Human subjects pressed a button on the joystick to initiate each trial, and the task was to steer to a random target location that was cued briefly at the beginning of the trial (Fig 1A). Monkeys performed the same task, but each trial was programmed to start after a variable random delay (0.5 – 1.1s) following the end of the previous trial. The target was a circular disc of radius 20cm whose luminance was matched to the texture elements. It appeared at a random location between θ = ±40° of visual angle at a distance of r = 0.7 — 4m (up to 6m for human subjects) relative the subject at the beginning of the trial. For human subjects, the target disappeared after one second, which was a cue for the subject to start steering, and the joystick controller was activated. In the case of monkeys, the target only appeared on the screen for 300ms, and the joystick was always active.
Monkeys typically performed two blocks of ~750 trials in each experimental session, and received feedback at the end of each trial.

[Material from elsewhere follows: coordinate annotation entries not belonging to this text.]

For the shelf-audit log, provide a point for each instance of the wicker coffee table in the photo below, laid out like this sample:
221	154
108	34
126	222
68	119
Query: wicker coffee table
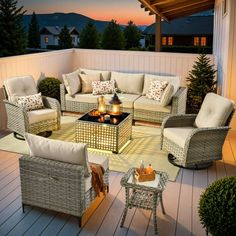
145	195
106	133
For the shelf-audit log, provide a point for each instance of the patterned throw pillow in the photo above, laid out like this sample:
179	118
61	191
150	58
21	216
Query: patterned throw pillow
30	102
103	87
156	90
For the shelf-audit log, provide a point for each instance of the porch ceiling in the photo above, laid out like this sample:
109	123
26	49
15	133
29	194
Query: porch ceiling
172	9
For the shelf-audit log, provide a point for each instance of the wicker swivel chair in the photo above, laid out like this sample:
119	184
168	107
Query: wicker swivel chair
194	141
21	120
56	176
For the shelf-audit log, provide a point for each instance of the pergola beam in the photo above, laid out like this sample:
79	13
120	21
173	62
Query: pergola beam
185	5
152	9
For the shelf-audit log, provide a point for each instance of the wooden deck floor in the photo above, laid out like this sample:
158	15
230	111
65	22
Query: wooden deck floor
180	200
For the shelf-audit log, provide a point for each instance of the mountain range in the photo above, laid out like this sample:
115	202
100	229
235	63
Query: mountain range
68	19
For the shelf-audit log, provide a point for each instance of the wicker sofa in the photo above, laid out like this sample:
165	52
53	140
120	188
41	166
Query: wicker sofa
132	90
56	176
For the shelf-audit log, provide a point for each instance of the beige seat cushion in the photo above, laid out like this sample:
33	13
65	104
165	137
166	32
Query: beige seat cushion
128	83
87	80
30	102
105	75
126	99
41	115
20	86
214	111
148	78
75	153
144	103
72	82
178	135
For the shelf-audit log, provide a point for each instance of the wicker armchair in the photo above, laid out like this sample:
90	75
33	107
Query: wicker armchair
19	119
56	176
194	141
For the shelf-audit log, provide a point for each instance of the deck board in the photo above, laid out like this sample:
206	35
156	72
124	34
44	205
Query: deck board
180	200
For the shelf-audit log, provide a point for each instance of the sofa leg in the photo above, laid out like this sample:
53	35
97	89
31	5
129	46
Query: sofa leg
18	136
80	221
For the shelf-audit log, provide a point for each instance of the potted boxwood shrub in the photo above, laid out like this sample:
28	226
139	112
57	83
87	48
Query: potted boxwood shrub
50	87
217	207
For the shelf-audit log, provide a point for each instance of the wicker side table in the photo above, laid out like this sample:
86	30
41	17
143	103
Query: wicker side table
145	195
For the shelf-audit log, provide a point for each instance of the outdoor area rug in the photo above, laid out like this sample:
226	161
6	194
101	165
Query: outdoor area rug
145	145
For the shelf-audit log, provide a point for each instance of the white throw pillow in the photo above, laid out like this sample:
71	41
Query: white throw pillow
103	87
167	95
72	82
30	102
127	82
105	75
156	90
75	153
87	81
148	78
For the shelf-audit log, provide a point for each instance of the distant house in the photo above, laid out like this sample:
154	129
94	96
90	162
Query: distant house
49	35
186	31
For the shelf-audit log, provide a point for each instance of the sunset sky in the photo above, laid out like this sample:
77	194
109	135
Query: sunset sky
120	10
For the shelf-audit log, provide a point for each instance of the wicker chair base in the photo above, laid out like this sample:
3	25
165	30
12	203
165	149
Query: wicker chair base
174	161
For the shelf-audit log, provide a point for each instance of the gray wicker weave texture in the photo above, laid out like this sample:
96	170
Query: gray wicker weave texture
55	185
18	121
143	196
203	146
104	136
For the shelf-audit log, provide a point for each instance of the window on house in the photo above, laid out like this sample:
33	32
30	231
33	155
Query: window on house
46	39
203	41
170	40
163	41
196	41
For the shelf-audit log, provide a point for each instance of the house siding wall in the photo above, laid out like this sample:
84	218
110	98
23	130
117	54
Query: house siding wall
224	48
59	62
129	61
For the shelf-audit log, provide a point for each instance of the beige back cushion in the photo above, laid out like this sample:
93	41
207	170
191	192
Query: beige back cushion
75	153
105	75
128	83
174	80
72	82
214	111
20	86
87	80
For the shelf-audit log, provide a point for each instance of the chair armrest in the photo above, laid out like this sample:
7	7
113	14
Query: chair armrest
178	120
206	138
16	115
52	103
179	101
62	96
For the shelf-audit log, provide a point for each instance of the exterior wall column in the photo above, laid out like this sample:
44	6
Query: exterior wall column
158	34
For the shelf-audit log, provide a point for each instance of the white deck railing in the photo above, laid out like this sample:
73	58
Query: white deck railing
58	62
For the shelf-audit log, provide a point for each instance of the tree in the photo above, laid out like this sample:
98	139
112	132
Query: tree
89	37
113	37
132	36
13	37
33	33
201	80
65	40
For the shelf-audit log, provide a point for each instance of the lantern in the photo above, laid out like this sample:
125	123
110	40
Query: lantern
115	105
101	105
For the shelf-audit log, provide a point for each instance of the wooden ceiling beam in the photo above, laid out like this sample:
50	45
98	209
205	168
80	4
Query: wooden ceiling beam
187	5
189	12
152	9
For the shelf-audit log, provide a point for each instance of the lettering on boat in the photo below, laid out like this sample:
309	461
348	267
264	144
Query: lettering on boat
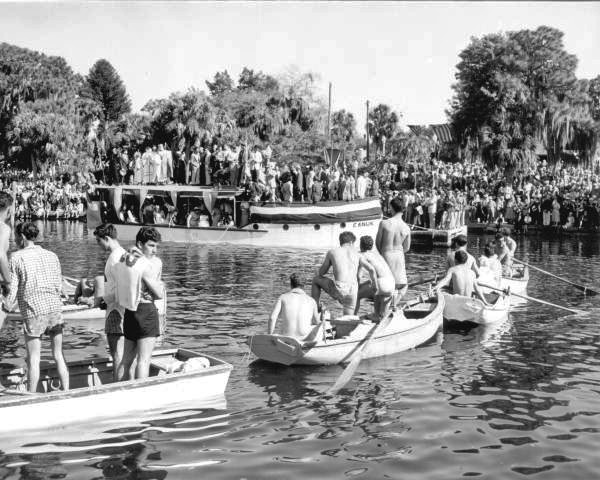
362	224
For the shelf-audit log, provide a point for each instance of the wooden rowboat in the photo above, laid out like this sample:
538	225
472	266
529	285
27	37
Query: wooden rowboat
410	327
94	395
470	309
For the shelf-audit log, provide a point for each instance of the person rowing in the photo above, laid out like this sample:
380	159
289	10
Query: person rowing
345	261
296	310
393	242
382	285
460	244
461	278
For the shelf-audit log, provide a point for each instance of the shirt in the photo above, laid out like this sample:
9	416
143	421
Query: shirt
35	282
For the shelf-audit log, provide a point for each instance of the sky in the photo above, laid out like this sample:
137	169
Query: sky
403	54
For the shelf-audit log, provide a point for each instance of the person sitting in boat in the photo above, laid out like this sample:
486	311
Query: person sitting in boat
460	243
461	278
490	268
382	284
296	311
504	255
345	261
136	289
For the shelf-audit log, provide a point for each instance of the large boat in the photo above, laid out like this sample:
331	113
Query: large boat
277	224
435	237
409	328
95	396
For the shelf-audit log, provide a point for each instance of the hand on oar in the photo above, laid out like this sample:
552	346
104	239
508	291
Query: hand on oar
526	297
583	288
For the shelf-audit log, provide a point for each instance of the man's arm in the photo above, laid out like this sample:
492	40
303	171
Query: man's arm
324	268
275	315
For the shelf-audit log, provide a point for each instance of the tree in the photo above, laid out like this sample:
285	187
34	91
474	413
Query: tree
382	125
104	85
221	83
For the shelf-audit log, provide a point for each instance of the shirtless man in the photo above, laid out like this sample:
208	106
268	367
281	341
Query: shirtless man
297	311
393	241
460	243
462	277
344	287
382	285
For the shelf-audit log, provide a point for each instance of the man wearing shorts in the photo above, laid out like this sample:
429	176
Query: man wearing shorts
35	283
106	236
382	285
344	287
393	241
136	289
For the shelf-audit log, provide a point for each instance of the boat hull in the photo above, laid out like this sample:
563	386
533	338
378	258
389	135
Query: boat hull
401	334
467	309
57	409
437	238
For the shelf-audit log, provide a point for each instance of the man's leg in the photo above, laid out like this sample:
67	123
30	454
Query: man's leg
129	354
145	348
116	345
59	359
365	290
33	346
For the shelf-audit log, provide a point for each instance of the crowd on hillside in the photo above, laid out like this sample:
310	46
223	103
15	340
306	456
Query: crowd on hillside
62	197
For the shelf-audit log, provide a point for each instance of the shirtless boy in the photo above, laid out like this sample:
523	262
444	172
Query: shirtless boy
296	310
344	286
393	241
382	285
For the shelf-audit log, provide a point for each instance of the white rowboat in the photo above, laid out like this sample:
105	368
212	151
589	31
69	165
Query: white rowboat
94	395
470	309
408	329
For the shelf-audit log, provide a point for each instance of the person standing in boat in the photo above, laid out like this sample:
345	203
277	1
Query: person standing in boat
382	285
36	283
462	278
393	241
345	261
137	287
106	237
296	311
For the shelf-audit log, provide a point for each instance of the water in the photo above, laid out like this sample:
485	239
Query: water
519	400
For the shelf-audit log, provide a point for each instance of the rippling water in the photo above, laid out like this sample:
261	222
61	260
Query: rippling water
521	399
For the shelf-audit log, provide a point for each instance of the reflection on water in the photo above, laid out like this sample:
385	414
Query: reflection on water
518	398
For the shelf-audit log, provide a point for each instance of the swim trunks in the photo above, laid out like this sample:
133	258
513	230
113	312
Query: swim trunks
141	323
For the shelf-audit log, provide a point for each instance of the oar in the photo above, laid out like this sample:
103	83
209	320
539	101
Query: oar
526	297
586	290
348	372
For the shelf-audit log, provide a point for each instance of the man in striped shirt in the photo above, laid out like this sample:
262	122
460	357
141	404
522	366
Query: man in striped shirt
35	283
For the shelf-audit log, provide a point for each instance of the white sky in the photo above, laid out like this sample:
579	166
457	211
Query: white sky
402	54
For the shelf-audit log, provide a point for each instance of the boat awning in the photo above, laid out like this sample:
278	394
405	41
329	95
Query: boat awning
327	212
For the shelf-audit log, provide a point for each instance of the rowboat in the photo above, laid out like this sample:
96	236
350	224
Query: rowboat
94	396
518	281
470	309
409	328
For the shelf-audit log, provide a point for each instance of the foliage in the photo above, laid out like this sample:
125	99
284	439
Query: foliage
515	91
221	83
104	86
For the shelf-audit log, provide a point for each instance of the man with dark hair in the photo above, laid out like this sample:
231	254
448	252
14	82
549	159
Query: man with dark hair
6	202
106	237
393	241
460	243
36	283
297	311
345	261
462	278
382	285
136	289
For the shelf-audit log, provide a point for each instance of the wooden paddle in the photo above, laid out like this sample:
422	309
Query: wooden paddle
348	372
583	288
529	298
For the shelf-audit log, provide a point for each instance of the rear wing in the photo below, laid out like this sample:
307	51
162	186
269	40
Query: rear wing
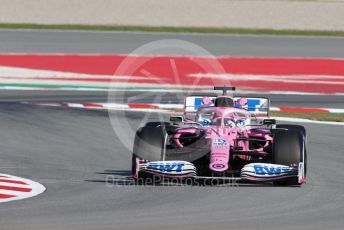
257	106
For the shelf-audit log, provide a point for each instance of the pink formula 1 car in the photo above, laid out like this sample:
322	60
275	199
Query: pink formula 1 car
222	137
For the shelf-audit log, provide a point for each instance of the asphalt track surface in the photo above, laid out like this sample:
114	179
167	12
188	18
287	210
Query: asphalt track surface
73	151
27	41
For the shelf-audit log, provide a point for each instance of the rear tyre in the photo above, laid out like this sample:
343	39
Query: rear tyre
288	149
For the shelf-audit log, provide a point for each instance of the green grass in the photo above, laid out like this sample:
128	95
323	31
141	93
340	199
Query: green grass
339	117
170	29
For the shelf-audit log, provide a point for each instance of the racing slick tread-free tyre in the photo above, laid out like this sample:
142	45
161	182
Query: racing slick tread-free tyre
149	143
287	149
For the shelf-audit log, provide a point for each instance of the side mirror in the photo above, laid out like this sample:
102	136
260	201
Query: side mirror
177	119
269	121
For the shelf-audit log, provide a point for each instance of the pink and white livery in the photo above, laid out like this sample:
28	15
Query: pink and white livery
222	137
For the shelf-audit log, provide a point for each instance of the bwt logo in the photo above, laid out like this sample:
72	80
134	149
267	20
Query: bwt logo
220	142
270	170
166	167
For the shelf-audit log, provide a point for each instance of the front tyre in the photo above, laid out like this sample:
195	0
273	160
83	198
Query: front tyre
288	148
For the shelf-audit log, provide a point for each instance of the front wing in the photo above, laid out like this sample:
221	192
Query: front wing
261	172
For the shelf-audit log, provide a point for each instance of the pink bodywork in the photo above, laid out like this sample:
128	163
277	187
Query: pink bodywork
223	137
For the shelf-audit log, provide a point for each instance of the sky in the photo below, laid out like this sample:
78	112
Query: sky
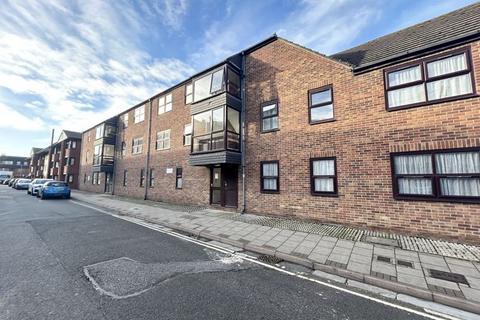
72	64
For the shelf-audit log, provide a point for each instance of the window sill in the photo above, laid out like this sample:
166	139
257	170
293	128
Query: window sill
434	199
429	103
270	192
322	121
322	194
269	131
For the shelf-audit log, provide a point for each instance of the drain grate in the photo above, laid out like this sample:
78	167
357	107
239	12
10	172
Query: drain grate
383	259
405	263
269	259
448	276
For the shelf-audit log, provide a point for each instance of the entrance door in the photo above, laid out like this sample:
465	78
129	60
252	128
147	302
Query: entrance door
224	186
108	183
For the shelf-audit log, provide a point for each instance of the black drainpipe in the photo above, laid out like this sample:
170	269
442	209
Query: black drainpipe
243	146
147	173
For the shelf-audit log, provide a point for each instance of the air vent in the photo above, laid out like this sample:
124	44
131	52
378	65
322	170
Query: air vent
383	259
448	276
405	263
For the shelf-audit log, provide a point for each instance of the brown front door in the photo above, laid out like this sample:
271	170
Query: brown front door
224	186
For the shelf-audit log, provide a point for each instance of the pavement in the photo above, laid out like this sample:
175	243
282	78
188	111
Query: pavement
433	277
60	259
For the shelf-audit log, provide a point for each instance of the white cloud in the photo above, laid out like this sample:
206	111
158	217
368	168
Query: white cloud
18	121
330	25
85	65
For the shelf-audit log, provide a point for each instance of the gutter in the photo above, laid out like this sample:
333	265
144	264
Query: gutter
243	145
452	42
149	138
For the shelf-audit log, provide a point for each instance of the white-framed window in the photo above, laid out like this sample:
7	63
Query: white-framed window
163	140
189	93
165	103
137	145
187	135
139	115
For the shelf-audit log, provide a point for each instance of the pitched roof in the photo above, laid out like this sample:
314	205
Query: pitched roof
454	26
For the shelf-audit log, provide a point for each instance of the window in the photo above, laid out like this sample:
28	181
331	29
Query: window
210	133
178	179
152	178
440	175
95	178
269	117
139	114
320	103
208	85
99	131
163	140
431	80
269	173
124	148
233	82
323	176
142	177
137	145
125	177
189	93
165	103
187	135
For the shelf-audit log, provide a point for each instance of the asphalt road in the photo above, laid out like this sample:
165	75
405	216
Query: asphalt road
59	260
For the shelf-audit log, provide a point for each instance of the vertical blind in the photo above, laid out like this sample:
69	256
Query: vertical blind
457	173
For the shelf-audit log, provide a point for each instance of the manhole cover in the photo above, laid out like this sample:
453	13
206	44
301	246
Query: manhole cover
448	276
269	259
383	241
383	259
404	263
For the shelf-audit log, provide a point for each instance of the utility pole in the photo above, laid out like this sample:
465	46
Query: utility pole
49	176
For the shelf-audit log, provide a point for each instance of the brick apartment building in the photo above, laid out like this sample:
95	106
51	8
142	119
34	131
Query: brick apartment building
18	166
60	161
385	135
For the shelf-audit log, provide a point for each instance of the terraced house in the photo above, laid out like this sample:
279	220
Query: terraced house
385	135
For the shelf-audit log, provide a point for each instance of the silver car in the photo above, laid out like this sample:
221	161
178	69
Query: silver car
35	186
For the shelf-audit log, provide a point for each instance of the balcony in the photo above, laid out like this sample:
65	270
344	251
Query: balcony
103	158
216	137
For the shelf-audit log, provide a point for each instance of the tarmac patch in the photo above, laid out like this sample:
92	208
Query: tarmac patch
125	278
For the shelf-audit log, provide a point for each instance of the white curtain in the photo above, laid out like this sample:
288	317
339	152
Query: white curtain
414	186
449	87
270	184
404	76
413	164
270	169
404	96
447	65
324	167
324	185
460	162
460	187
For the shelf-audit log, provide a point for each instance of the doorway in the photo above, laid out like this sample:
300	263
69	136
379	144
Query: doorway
108	182
224	186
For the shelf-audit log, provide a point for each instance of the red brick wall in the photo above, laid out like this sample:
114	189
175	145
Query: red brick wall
361	137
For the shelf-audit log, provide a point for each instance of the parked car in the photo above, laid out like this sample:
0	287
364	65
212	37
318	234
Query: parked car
22	184
12	182
54	189
36	185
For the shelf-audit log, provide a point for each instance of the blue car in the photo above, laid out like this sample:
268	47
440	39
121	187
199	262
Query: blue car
54	189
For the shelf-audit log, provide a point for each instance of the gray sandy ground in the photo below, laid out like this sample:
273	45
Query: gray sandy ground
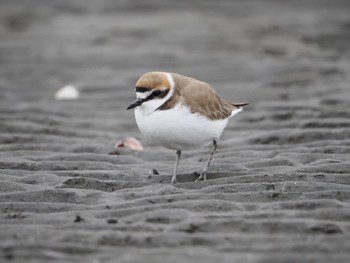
279	184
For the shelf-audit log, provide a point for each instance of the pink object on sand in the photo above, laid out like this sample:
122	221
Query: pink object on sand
131	143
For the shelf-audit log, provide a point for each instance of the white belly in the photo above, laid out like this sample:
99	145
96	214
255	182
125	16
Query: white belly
178	128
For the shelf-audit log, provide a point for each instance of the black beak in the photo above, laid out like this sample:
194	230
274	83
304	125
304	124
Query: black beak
136	103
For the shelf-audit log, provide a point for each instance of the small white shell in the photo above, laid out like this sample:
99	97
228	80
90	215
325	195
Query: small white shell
68	92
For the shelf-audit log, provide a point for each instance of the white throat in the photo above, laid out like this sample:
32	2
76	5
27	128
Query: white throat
150	106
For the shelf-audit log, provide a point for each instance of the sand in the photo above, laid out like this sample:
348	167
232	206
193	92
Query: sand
279	184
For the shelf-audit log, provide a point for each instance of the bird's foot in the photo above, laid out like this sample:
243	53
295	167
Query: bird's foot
174	181
203	177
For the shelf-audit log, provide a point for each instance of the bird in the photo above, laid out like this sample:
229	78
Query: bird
181	113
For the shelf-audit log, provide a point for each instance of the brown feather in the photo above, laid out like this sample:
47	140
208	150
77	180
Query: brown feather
201	98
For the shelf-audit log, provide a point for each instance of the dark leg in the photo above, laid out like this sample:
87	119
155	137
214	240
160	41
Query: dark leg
206	167
178	155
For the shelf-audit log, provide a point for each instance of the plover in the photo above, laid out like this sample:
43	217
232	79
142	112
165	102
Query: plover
181	113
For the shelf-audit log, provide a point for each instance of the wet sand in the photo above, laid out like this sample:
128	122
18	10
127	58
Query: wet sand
279	184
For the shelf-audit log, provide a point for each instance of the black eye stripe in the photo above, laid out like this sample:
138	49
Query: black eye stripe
141	89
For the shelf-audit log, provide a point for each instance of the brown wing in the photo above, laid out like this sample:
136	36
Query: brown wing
201	98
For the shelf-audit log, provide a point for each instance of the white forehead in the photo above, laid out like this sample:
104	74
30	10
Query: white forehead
143	95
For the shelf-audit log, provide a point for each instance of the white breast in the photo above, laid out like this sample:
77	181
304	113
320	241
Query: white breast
178	128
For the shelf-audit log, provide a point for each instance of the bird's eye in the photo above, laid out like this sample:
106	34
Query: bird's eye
156	93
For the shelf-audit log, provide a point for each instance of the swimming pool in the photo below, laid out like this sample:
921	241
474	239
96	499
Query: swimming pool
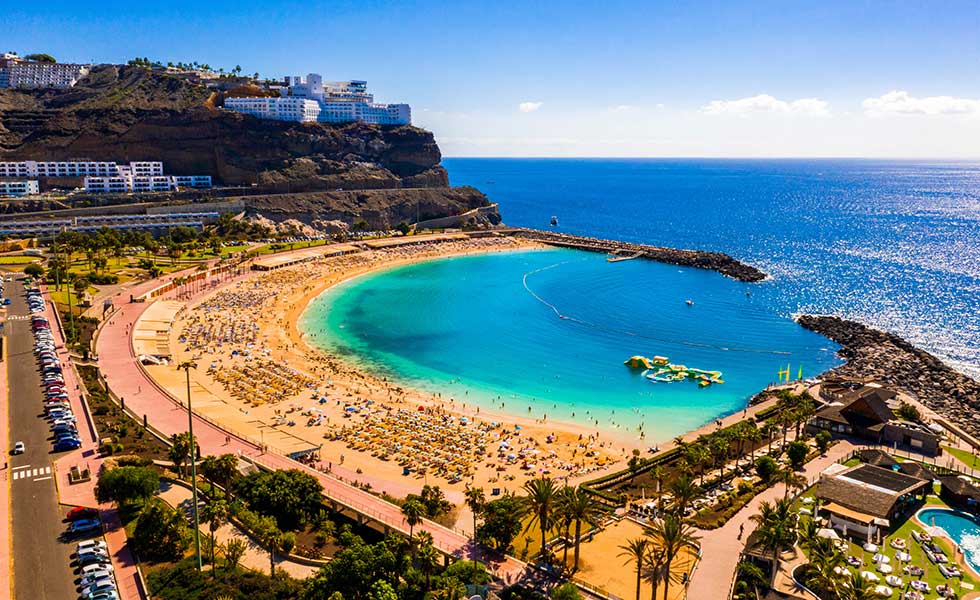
960	527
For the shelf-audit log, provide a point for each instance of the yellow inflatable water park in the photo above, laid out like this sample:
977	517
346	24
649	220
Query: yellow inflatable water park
660	370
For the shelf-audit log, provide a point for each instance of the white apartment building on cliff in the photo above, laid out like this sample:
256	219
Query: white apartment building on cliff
18	188
309	99
104	177
16	72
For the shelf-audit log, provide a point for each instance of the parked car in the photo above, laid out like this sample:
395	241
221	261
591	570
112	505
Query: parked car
65	445
89	545
107	566
85	525
83	512
92	558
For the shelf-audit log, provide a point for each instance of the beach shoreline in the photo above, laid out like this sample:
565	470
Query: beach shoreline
533	446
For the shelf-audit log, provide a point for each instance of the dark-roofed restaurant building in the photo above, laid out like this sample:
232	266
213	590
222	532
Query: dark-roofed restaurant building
861	500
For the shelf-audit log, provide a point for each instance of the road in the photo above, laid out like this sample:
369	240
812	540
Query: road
122	371
41	562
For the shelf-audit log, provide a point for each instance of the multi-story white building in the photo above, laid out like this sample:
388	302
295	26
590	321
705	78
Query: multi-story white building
127	182
18	188
107	177
309	99
30	168
16	72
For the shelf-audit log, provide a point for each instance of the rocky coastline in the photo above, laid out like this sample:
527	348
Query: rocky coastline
885	357
713	261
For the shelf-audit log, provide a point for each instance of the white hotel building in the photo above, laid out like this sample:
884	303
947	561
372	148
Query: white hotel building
18	188
106	177
311	100
16	72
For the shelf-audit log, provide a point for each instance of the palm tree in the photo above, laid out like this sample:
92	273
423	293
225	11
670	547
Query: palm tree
428	559
214	513
654	569
234	550
671	536
564	517
635	551
582	509
776	531
684	492
769	430
659	475
860	588
826	560
412	510
541	498
476	500
790	479
698	456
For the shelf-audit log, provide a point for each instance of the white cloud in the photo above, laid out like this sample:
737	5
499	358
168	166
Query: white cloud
899	102
764	103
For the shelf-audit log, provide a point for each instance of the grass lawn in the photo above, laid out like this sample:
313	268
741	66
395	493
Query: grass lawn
18	260
964	456
932	574
271	249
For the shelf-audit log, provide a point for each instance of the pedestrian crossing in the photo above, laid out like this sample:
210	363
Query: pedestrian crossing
37	474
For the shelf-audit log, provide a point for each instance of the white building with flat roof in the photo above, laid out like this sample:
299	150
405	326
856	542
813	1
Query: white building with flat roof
19	73
309	100
19	188
106	177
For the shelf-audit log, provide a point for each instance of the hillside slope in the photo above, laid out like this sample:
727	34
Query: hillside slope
127	113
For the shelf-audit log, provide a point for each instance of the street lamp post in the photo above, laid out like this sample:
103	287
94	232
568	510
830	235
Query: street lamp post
187	366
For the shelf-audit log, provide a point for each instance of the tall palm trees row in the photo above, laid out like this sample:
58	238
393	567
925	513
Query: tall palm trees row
655	554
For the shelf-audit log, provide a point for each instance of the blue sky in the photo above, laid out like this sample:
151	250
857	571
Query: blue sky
848	78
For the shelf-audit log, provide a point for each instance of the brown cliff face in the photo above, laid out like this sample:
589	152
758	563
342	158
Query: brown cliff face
128	113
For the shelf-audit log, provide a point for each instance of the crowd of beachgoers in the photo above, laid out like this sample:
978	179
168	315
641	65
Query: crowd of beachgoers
258	362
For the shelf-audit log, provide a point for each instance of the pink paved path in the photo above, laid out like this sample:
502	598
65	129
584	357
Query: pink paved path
83	494
127	379
7	587
721	547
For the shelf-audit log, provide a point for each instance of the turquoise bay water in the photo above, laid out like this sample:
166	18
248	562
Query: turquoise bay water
468	328
963	529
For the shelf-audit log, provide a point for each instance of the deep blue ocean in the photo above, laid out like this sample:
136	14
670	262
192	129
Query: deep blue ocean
892	244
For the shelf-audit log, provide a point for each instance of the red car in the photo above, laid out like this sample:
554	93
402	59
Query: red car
81	512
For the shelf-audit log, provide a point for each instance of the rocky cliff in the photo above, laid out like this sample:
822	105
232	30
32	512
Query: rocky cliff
128	113
890	359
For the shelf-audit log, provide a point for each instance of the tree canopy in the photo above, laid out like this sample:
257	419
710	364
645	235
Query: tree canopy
127	485
291	497
161	533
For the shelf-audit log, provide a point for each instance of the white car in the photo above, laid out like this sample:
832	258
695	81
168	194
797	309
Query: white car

Monkeys performed a total of ~6,000 trials (4 sessions) each. Eye tracking was performed either using scleral coils (monkey Q & B) or a head-mounted eye tracker (monkey S). In one of the above recording sessions in each monkey, we saved the stimulus movie and replayed them to the animal at the end of the block. Both the visual stimulus and the schedule of rewards during this replay block were identical to the active navigation block, with the only difference being that the joystick was withheld and monkeys passively viewed the stimulus. Furthermore, a subset of the recording sessions (two sessions in each monkey) contained two randomly interleaved sets of trials that differed in terms of the density of optic flow (ρ = 0.1 elements/m2 and ρ = 2.5 elements/m2).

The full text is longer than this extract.